IT deficits are eating hospital profits. CEOs need to wake up.

I work for a hospital network with the world’s slowest computers.  I timed it: Last shift, it took me fifteen minutes to log on. The first computer obtained didn’t function at all.  It had been worked on the day before by information technology services (IT).

Efficiency and time management appear to be amongst top priorities in medicine. “Did they get their aspirin 24 hours after getting their clot-busting drug after cleared of a brain bleed by a scan?” “Did they get their antibiotic within an hour of being recognized as a sepsis risk?”  “The census is low. We’re sending you home early; make sure you punch out in the next half hour.”

I would presume efficiency issues plague many healthcare networks. However, I have worked for two others without IT problems.  I actually become very vocal with one network whenever IT moves to change anything.  It seems to be working.
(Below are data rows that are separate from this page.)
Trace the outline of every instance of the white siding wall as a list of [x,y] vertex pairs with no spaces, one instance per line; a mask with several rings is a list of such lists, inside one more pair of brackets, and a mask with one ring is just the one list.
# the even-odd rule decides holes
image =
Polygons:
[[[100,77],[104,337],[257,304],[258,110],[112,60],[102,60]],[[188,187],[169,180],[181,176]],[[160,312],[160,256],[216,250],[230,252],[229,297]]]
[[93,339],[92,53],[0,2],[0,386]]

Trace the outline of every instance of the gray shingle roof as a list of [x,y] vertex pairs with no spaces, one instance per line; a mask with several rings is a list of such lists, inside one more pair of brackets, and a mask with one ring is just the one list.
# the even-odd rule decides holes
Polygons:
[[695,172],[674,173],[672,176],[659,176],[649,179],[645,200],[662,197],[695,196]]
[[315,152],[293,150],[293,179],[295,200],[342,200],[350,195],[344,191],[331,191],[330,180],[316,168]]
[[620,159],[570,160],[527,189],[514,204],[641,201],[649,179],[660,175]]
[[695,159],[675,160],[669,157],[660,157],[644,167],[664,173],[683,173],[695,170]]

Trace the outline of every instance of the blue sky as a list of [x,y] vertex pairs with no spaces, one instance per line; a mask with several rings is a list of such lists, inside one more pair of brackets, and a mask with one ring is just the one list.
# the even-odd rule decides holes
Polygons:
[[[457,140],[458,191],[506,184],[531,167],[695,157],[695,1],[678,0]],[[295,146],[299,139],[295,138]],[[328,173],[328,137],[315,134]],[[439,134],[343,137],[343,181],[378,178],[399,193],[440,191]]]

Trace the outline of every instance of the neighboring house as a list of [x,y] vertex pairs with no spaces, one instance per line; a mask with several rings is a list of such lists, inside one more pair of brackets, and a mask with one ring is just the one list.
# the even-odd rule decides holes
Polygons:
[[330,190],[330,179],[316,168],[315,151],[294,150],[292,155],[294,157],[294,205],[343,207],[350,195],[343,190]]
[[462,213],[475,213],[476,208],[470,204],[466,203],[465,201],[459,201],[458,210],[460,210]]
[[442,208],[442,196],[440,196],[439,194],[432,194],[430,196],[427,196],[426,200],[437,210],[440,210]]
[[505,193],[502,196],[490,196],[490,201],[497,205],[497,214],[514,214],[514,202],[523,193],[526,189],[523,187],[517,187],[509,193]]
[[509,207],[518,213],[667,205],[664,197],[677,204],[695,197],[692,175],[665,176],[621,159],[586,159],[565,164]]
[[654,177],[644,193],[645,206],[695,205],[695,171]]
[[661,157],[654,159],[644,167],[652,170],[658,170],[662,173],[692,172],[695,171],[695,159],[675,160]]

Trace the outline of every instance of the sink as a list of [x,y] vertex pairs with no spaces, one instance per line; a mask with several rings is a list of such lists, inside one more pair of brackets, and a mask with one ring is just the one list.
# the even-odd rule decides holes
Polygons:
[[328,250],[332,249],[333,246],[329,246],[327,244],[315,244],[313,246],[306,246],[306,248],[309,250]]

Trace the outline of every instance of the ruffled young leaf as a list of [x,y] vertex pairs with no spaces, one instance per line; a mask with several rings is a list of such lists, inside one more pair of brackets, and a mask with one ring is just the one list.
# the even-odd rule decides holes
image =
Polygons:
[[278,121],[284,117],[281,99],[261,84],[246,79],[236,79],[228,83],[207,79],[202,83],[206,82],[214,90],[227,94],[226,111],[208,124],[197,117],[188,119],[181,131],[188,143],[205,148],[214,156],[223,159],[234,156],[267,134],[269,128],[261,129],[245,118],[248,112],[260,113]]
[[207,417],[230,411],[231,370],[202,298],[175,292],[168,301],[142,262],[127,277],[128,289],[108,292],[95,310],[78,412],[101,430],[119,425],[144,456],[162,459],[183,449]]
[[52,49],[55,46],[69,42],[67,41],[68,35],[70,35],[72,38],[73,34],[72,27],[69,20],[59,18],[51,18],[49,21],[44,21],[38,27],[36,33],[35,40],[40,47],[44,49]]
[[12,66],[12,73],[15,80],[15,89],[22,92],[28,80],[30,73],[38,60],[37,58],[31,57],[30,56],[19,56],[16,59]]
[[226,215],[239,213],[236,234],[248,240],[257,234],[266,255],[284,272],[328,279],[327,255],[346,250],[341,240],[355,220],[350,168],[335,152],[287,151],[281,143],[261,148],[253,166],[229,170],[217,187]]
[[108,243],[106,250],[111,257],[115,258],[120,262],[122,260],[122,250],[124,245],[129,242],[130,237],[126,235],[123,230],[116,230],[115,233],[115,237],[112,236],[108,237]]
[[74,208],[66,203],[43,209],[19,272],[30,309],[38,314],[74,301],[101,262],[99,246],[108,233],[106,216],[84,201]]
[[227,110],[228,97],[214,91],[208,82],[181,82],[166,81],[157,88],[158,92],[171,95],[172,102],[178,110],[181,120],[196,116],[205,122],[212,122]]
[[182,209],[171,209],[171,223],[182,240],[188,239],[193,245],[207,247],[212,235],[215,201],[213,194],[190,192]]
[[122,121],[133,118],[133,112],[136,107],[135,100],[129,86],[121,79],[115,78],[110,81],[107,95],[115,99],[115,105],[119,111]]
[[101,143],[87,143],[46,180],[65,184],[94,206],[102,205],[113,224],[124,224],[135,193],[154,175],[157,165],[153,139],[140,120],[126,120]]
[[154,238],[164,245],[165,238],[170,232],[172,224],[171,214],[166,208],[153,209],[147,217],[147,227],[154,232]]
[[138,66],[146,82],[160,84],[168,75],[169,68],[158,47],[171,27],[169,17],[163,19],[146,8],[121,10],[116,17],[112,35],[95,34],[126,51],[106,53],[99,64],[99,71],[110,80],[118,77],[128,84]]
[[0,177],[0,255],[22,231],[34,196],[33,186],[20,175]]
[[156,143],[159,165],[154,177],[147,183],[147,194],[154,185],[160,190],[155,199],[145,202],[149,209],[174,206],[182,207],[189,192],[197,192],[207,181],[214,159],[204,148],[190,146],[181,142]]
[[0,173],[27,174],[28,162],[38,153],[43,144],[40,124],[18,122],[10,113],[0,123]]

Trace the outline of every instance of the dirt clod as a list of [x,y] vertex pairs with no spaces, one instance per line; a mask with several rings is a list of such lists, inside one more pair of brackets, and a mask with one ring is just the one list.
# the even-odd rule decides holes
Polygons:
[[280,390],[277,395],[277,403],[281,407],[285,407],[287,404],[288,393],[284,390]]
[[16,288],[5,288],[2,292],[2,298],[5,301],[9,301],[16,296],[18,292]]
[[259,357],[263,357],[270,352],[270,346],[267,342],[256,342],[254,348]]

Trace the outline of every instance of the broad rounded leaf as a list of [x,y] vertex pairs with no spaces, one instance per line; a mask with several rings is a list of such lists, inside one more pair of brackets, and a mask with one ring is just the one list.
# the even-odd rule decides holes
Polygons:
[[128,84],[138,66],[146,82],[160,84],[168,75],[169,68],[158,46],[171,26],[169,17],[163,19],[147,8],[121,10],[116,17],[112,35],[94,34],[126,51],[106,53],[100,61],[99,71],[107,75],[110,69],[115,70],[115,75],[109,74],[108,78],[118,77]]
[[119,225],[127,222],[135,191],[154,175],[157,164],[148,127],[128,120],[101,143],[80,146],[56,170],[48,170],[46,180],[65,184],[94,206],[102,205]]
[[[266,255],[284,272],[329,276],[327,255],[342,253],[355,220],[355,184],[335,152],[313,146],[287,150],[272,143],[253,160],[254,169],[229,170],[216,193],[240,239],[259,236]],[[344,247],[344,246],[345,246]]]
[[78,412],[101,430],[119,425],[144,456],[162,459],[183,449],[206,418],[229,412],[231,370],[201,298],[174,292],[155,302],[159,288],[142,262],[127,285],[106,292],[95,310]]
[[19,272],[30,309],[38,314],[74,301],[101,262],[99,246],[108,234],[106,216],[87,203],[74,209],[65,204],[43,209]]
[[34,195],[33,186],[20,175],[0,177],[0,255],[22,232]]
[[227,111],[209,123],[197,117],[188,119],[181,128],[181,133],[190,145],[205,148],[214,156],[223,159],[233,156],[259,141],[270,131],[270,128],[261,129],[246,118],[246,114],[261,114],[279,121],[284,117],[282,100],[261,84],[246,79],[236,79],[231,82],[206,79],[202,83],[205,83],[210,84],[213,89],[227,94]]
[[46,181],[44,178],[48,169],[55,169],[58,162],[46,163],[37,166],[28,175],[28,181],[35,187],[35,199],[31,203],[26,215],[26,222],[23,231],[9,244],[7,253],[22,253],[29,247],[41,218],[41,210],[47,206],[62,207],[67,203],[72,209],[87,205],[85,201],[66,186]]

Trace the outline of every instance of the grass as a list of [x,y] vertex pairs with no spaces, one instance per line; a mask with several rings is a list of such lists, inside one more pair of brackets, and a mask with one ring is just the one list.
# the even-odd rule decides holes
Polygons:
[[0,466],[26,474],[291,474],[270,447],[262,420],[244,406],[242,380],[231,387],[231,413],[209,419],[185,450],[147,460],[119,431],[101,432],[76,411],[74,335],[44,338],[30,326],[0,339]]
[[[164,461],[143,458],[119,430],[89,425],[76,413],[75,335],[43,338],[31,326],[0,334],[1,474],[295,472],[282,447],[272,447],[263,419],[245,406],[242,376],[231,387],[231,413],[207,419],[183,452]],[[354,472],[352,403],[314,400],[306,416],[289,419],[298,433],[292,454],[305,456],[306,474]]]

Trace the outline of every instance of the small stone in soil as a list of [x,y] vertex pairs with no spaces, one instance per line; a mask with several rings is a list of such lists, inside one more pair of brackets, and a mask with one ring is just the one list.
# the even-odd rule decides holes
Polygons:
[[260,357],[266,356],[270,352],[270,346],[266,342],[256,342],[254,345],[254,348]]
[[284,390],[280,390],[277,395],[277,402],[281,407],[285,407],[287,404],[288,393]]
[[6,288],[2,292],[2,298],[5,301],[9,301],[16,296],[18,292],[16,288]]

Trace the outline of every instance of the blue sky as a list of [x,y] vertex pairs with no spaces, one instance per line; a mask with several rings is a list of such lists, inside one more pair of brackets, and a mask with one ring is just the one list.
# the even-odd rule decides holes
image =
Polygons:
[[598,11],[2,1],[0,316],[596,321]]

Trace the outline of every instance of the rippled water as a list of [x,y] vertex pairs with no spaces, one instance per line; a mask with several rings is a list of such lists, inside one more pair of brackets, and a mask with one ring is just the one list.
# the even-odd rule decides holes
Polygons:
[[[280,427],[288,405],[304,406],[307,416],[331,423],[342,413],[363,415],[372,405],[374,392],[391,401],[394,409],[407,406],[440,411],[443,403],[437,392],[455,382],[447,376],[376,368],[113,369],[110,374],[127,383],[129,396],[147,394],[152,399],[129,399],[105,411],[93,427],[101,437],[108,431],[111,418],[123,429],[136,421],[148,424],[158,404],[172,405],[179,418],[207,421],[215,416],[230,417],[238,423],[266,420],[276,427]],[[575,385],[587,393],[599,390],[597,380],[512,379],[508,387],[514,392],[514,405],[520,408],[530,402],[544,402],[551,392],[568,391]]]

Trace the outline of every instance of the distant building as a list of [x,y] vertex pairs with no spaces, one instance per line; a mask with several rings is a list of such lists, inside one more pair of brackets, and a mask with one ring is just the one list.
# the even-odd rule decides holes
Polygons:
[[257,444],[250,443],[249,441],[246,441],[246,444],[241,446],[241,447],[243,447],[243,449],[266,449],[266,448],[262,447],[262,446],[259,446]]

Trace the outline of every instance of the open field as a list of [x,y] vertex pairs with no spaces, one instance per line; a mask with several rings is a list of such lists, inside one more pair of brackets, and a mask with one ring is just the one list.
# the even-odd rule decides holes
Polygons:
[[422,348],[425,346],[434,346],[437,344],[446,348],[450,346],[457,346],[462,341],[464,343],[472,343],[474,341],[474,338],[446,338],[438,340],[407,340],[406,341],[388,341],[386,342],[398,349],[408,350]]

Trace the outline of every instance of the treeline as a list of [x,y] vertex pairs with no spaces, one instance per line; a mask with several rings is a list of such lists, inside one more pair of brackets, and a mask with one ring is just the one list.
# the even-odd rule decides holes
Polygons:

So what happens when we spend fifteen minutes trying to log in? Stress.  How do I medicate my patients efficiently? We could skip scanning medications, but Medicare reimbursements are dependent upon the percentage of medications scanned.  We could medicate and then go back and scan the medications. Unfortunately, many blister-packed pills position the bar code for scanning directly behind the pill.  This means once the pill is popped out of that blister pack, you can no longer scan it. And of course, for all the nervous Nancies out there, yes, there are safety checks and patient/lab/vital sign verifications that would be missed without scanning medications.

So why are we worried about picking apart every metric we can except for the speed of the technology we rely on to do our jobs? Most likely because desktop computers are usable.  It doesn’t affect managers.  Imagine I swap out my crumby mobile computer on wheels with the CEOs.  How fast would this problem get solved?

More importantly, how much money do we pay our IT team to essentially accomplish nothing due to a lack of server and router resources?  And why, as a floor nurse, should I be this deep into my knowledge of the technical issues plaguing this hospital network?

My history teacher taught me the word that sums it up.  It’s called “apathy.”  An attitude of disregard.  “All the nurses are always complaining about the computers.”  There’s a reason for it.  My patient is pissed because it took me twenty minutes to get them their narcotics.  I’m pissed because if I hadn’t waited for the computer to function so I can scan the medication, I could potentially be in trouble.

With all the changes we make to the charting system, you don’t think an effective change would be showing the user their medication scan rate?  Maybe I could start my morning off without scanning medications if I knew what my numbers were.

When I started working as a nurse, I wasn’t afraid of “big asks.”  I made some in the retail and legal fields that worked out great.  However, I’ve learned to meter my “asks” in medicine.  After continual disappointment, I would settle for a small victory.

I just wish our CEO knew how much of his lunch was being eaten by information technology deficits.  Wake up.